Latifa, a Lebanese homemaker, blamed the current politicians for the crisis that has pushed thousands of young people overseas to find work to support families back home.
“I have voted several times but never saw results. We want change this time. Our kids are abroad. We want change, we want jobs, we want stability. They took our kids away, they denied us of their warmth and presence, I want them to come back to me, so I had to try,” she told The National as she walked out of the polling station with an ink-stained thumb.
Dipping one's finger in a jar of dark blue ink is the last part of the voting process and comes after voters cast their ballot and sign next to their name at the polling station.
While the wait outside the room with the ballot boxes can be long, a young Lebanese woman says it is worth it.
Dana, 23, told The National she voted for the first time on Sunday and did it out of a deep desire for change.
“I hope people who are voting this year don’t repeat the same mistakes of the past years and don’t vote for the people who are behind the crisis. We really want to see change. We’re still traumatised from the Beirut port blast, why would we give them power again?” she said.
She was not the only voter to accuse Lebanon's traditional parties of causing the country's crisis.
"We can’t take this any longer. The situation is unbearable," said Layla, 60. "If we don’t vote to make a change then who will?

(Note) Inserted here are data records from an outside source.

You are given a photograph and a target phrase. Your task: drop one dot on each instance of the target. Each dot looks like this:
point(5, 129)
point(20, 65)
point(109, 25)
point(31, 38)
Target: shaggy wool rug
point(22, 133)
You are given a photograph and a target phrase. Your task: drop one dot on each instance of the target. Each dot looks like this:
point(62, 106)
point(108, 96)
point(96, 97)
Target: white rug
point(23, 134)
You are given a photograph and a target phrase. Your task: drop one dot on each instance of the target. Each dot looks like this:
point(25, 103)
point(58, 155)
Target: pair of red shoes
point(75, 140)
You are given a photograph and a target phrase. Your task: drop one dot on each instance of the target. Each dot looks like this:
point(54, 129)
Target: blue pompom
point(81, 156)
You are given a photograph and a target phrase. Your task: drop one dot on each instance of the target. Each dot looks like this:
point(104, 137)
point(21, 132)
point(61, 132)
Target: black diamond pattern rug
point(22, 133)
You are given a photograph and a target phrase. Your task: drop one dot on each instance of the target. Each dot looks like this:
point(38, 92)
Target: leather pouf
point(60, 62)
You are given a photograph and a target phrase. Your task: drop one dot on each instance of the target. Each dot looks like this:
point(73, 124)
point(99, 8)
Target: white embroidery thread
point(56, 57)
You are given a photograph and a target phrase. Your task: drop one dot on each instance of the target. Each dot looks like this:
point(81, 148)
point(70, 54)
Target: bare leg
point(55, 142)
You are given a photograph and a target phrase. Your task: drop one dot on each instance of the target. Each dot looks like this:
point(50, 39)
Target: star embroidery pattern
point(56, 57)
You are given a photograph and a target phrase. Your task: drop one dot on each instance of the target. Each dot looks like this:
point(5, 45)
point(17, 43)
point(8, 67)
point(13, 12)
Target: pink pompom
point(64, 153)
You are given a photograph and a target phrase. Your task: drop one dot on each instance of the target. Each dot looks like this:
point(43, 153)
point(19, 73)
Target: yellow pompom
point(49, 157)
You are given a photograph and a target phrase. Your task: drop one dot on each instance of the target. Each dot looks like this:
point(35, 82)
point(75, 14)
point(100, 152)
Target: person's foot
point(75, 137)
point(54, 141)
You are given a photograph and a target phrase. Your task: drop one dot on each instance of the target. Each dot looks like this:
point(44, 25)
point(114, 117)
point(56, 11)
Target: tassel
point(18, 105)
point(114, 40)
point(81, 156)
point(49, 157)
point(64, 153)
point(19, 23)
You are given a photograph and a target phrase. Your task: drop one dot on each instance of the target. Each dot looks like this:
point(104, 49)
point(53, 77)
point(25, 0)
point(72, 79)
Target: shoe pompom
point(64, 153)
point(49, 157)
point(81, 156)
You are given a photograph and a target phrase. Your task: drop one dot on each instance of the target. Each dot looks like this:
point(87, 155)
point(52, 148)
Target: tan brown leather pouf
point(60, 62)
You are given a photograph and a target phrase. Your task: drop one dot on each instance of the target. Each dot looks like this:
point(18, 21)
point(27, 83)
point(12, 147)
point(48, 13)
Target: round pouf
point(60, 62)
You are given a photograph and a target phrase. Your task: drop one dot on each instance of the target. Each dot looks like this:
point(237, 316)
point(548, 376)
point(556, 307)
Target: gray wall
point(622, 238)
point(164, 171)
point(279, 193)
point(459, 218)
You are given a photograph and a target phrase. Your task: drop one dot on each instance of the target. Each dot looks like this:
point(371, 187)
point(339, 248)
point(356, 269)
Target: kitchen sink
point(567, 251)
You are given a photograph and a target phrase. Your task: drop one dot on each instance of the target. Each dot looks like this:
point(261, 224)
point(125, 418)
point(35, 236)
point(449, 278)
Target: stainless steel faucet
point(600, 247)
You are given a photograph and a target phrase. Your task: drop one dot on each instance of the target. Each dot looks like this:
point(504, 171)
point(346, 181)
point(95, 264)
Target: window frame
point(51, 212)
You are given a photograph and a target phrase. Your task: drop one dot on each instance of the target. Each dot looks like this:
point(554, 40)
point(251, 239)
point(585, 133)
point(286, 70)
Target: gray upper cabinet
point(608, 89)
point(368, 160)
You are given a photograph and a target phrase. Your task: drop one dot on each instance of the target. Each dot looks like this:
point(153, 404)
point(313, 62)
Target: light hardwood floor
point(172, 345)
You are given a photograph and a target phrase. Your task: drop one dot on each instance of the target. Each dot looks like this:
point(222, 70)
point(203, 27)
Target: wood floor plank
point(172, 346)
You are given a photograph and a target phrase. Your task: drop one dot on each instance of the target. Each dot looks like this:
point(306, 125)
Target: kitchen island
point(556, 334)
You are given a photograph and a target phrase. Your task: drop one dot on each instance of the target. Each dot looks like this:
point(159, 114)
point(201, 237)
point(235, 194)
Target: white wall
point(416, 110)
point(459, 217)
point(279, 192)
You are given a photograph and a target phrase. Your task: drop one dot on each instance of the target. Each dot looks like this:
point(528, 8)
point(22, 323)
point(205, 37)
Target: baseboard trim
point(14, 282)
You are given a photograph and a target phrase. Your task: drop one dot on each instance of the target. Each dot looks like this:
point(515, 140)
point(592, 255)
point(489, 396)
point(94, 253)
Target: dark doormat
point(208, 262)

President Michel Aoun, Prime Minister Najib Mikati and several other key officials were also seen casting their ballots at polling stations. A man was reportedly arrested for verbally abusing the president when he came to vote in south Beirut.
On Saturday evening, President Michel Aoun addressed the nation and urged people to cast their ballot, saying it was a national duty.
“This is your chance, do not waste it, especially in light of the facts that have been unveiled in the past two years, and the lies that have been exposed, and now that corruption and embezzlement have faces and names,” he said.
The World Bank has described Lebanon's crisis, the result of decades of corruption and mismanagement, as one of the worst in modern times.
The value of the Lebanese pound has decreased by more than 90 per cent against the dollar.
Well over half the population has plunged beneath the poverty line, jobs have evaporated and food, medicine and other essentials have become scarce.
The next parliament is expected to vote on long-delayed reforms required by the International Monetary Fund to unlock financial support to ease the crisis.
It is also due to elect a head of state to replace Mr Aoun, whose term ends on October 31.
Whatever the outcome, analysts say Lebanon could face a period of paralysis as factions barter over portfolios in a new power-sharing cabinet, a process that usually takes months.